Lá pelos longínquos anos 70, em minha juventude, meu nariz sofria com óculos pesados, necessários para compensar a miopia.

Pouco experiente da vida, acreditei que o preço seria um bom critério para conseguir melhores produtos, e fui induzido por uma ótica (loja) a comprar um óculos de aro metálico.

Foi o pior de todos, cheguei a usar curativos tipo bandaid todos os dias para amortecer a pressão sobre a pele.

Mais à frente, ainda na juventude, precisei muito dos médicos por causa de alguns — felizmente superados — problemas de intestino e coluna vertebral, e imaginei ter descoberto um bom parâmetro para qualificar a capacidade profissional deles: a receita extensa.

Mas depois ingressei, como aluno, na Escola de Veterinária da UFMG, e a união de conhecimento e treinamento me ensinou que qualquer terapêutica deve ser feita com o mínimo necessário de remédios capazes de conduzir à cura.

E a mesma a soma de conhecimento e treinamento me ajudou a desmascarar uma técnica (ou artificio) usada para cativar clientes: a segurança aparente e a resposta rápida, precisa, sem titubear.
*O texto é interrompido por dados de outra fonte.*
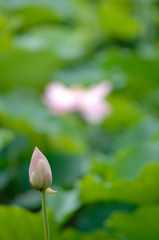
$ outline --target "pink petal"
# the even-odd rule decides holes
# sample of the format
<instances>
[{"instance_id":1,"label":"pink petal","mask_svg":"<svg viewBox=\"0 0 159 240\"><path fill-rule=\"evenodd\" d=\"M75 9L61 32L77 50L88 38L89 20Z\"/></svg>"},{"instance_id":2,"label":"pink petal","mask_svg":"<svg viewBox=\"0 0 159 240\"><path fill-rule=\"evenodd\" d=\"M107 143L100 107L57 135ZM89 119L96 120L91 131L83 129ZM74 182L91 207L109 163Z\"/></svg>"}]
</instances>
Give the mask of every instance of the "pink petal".
<instances>
[{"instance_id":1,"label":"pink petal","mask_svg":"<svg viewBox=\"0 0 159 240\"><path fill-rule=\"evenodd\" d=\"M83 111L86 108L93 108L100 105L104 101L104 97L112 89L112 84L108 81L92 85L81 93L81 99L79 101L78 110Z\"/></svg>"},{"instance_id":2,"label":"pink petal","mask_svg":"<svg viewBox=\"0 0 159 240\"><path fill-rule=\"evenodd\" d=\"M111 114L111 106L104 99L111 91L109 81L87 89L68 88L60 82L53 82L46 88L44 101L53 114L78 111L88 122L98 124Z\"/></svg>"},{"instance_id":3,"label":"pink petal","mask_svg":"<svg viewBox=\"0 0 159 240\"><path fill-rule=\"evenodd\" d=\"M94 84L85 90L85 93L96 99L107 97L112 91L112 84L109 81L103 81L98 84Z\"/></svg>"},{"instance_id":4,"label":"pink petal","mask_svg":"<svg viewBox=\"0 0 159 240\"><path fill-rule=\"evenodd\" d=\"M74 110L75 97L72 90L62 83L53 82L47 85L44 103L54 114L64 114Z\"/></svg>"},{"instance_id":5,"label":"pink petal","mask_svg":"<svg viewBox=\"0 0 159 240\"><path fill-rule=\"evenodd\" d=\"M91 124L100 124L105 118L112 113L112 107L108 102L101 102L90 108L81 111L85 120Z\"/></svg>"},{"instance_id":6,"label":"pink petal","mask_svg":"<svg viewBox=\"0 0 159 240\"><path fill-rule=\"evenodd\" d=\"M48 160L47 160L46 157L40 152L40 150L39 150L37 147L35 147L34 152L33 152L33 154L32 154L32 157L31 157L30 166L29 166L29 178L31 178L31 174L32 174L32 172L34 171L35 165L36 165L36 163L37 163L37 161L38 161L39 159L43 159L43 160L46 162L46 164L47 164L47 166L48 166L48 169L49 169L49 171L50 171L50 174L52 175L52 173L51 173L51 168L50 168L50 164L49 164Z\"/></svg>"}]
</instances>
Que também é usada com frequência — e sem o propósito malicioso — pelo profissional de competência real, coincidência que confunde o cliente, que não consegue separar aparência e eficiência.

Depois de anos sem contato, reencontrei recentemente um ex-colega que era usuário contumaz do artificio: inquirido sobre algum problema de saúde animal, tinha sempre alguma resposta na ponta da língua.

Mesmo quando ele não dominava a questão, a postura era de segurança, mas a resposta podia ser a primeira suposição que lhe acudia ao cérebro. Um chute no escuro.

Partia do pressuposto de que dificilmente o cliente perceberia, por falta de domínio do assunto; sabia e sabe que a segurança encanta e engana.

É um comportamento comum na sociedade, frequente entre prestadores de pequenos serviços: eletricistas, eletrotécnicos, bombeiros, pedreiros.

E também entre profissionais de qualificação mais elevada, como advogados e consultores em geral.

Conhecer números e detalhes do vasto emaranhado de leis brasileiras não é uma obrigação dos advogados; os livros e, agora, a internet é que possuem esta função.

O que eles precisam é saber interpretar e utilizar.

Mas os mais espertos sabem que a segurança e a resposta rápida representam um diferencial, e os menos escrupulosos usam a técnica como artificio.

Quando respondem corretamente, estão usando a técnica; quando erram o chute, estão usando o artificio.

Rendem munição para as velhas teorias sociológicas sobre a desanimante persistência da malandragem brasileira, do jeitinho nacional.

(Um par de parênteses: o corretor do Word me avisa que a palavra desanimante não existe. Mas as regras do neologismo me permitem o seu uso. Sigo para o fecho.) 

Na sequência de experiências fui percebendo que não existem critérios eficientes para escolher profissionais; a experiência e o bom senso são os instrumentos possíveis para diminuir o índice de erros.

Quem acerta todas as escolhas é mentiroso.